Hi all,
I’ve been using Ray 1.3 to distribute a number (~O(100) for now) long-running (~30-60 minutes each) tasks to nodes on GCP (preemptible instances w. autoscaling). Each task is configured to run on its own node – I’ve added a custom “node” resources and decorate the function with:
@ray.remote(resources={"node": 1})
def processPatch(preprocessed_observations, test_orbits, out_dir, config, cwd=None):
    ...
The tasks are all launched at once:
...
futures = []
for patch in patches:
    futures += [ processPatch.remote(preprocessed_observations, patch_orbits_fn, out_dir, config, cwd=cwd) ]
...
and then waited on with something along the lines of:
    while len(futures):
        ready, futures = ray.wait(futures, num_returns=1, timeout=None)
        results = ray.get(ready)
        ...
Occasionally the nodes get preempted (stopped) by Google.

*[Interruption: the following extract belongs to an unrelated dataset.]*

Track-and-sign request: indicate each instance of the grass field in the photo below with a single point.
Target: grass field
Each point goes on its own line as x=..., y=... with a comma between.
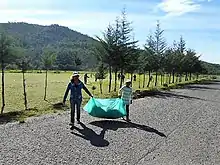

What I’d expect then is for Ray to retry and reschedule task execution to a different node. However, some fraction of the time this doesn’t happen – and typically I end up with ~95 tasks being finished, and ~5 that never do. This, I understand, shouldn’t normally happen?
The really problematic thing, though, is that there’s no indication at the driver that there’s anything wrong with these tasks. So ray.wait in the loop above, just hangs there forever.
Question: Does anyone have any ideas on what may be going on (or how to debug it)? I.e., is there a way to inspect a submitted task to see what Ray thinks it’s doing (e.g., where it’s scheduled, etc.)?